At the January meeting of the Section for Transport, Energy, Infrastructure and the Information Society (TEN), the members of the European Economic and Social Committee (EESC) discussed how to tap into the potential of "neurodiversity", which could also help people within these so-called cognitive minorities to integrate socially.
The digital revolution offers an opportunity to unlock the potential of people considered to belong to cognitive minorities and help them better integrate into society. People with autism, a high IQ, hyperactivity, dyslexia and dyspraxia find it difficult to fit into society due, mainly, to general prejudices and their particular verbal communication difficulties. Nevertheless, although they may not have standard social skills, they are able to acquire highly technical skills. This could undoubtedly help many European companies bridge the technological gap, providing at the same time an opportunity for social integration.
At its January meeting, the EESC's TEN section hosted a roundtable on neurodiversity and digitalisation.
Hugo Horiot, author of the book Autisme, j'accuse! and autistic himself, set the tone of the debate and referred to the potential that the digital revolution holds for "unusually skilled" people. "Neurodiversity is a generic term covering all cognitive specificities of the human species, the so‑called neurofamily," he said. "There are many niche areas where certain highly technical skills are necessary but very hard to find, because the system rejects the cognitive group that provides those skills.

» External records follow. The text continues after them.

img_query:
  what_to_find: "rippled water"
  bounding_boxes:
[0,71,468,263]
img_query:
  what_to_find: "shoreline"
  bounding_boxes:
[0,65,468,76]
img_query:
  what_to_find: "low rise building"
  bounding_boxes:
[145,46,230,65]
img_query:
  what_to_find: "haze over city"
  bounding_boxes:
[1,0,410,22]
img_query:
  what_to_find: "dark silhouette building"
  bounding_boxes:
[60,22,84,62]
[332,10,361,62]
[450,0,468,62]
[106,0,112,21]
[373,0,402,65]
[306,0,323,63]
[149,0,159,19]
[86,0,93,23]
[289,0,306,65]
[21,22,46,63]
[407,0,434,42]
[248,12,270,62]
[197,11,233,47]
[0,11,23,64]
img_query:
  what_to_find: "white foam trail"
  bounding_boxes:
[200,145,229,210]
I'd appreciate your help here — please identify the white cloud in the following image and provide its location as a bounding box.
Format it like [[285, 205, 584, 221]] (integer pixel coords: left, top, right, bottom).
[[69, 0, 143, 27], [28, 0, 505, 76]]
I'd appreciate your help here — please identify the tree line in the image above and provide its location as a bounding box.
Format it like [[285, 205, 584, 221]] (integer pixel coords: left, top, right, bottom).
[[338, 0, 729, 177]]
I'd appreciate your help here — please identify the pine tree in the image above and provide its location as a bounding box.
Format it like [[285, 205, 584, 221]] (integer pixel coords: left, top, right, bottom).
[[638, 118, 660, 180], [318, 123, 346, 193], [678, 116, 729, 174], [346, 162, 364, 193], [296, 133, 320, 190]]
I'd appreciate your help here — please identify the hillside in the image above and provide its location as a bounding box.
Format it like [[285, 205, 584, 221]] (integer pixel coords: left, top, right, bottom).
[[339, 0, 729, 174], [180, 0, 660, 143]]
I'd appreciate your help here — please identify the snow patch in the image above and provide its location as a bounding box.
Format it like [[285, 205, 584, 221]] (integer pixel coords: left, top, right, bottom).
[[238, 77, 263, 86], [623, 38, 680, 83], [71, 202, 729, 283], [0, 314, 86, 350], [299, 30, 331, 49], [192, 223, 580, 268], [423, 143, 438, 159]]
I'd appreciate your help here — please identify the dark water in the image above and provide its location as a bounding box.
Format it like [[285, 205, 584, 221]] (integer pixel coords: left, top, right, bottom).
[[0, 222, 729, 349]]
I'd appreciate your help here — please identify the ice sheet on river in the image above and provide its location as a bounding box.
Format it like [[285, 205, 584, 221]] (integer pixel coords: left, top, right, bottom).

An example is hacking. We need good hackers to counter cybersecurity issues. We see 18‑20‑year-olds who have excellent skills in this field, but at the same time have not managed to get a diploma or another official recognition. We need to encourage business and institutions to set other recruitment and evaluation methods than the standard models that are based on social skills."
The recognition that all human beings are complementary and able to contribute to our society in multiple ways is fundamental.
"We are all different to each other," declared the president of the TEN section, Pierre Jean Coulon. "However, there are differences that are considered to be acceptable because they do not bother and affect anyone and, on the other hand, there are differences that we do not accept, such is the case of neurodiversity," he continued.
Awareness-raising is essential, otherwise there is no recognition and visibility for people belonging to these cognitive groups.
Ariane Rodert, president of the EESC's INT section, stressed that we must aim at a more inclusive society, with diverse forms of businesses and companies in the EU. "We are facing enormous societal challenges," she maintained. "It is crucial to pull together all resources in our society to make sure that we come up with the right solutions."
The very specialised skills that people belonging to atypical cognitive groups may develop are key in the field of artificial intelligence, where challenges are both social and ethical, but also very technical, highlighted Catelijne Muller, president of the EESC's Temporary Study Group on artificial intelligence. "It is my strong belief that people with disabilities are people with extraordinary abilities," she pointed out. "The skills gap is now one of the pressing issues we are facing and abilities like higher intelligence, stronger concentration and attention to detail, and greater resilience to working long hours without being distracted are all fundamental when it comes to artificial intelligence."
People must remain at the centre of digital development, added Ulrich Samm, president of the EESC's Permanent Study Group on the Digital Agenda, but we must assess how new technologies can help. "The idea of positive discrimination is something that we have to keep in mind," he said. "We need to capitalise on highly-skilled people and use new technologies to cater for what is missing."
It is important to bear in mind that, according to a number of estimations, approximately 65% of today's school pupils will be called upon to perform jobs that do not currently exist and that companies will find it increasingly difficult to find the skills they need in schools. Tapping into the potential of cognitive minorities would not only provide a vital contribution to our society, but would also represent an opportunity for social integration for people who have an intelligence that is different in nature. "A group in society that is deprived of any prospects would be offered the opportunity to contribute to our society in innovative ways," concluded Mr Horiot.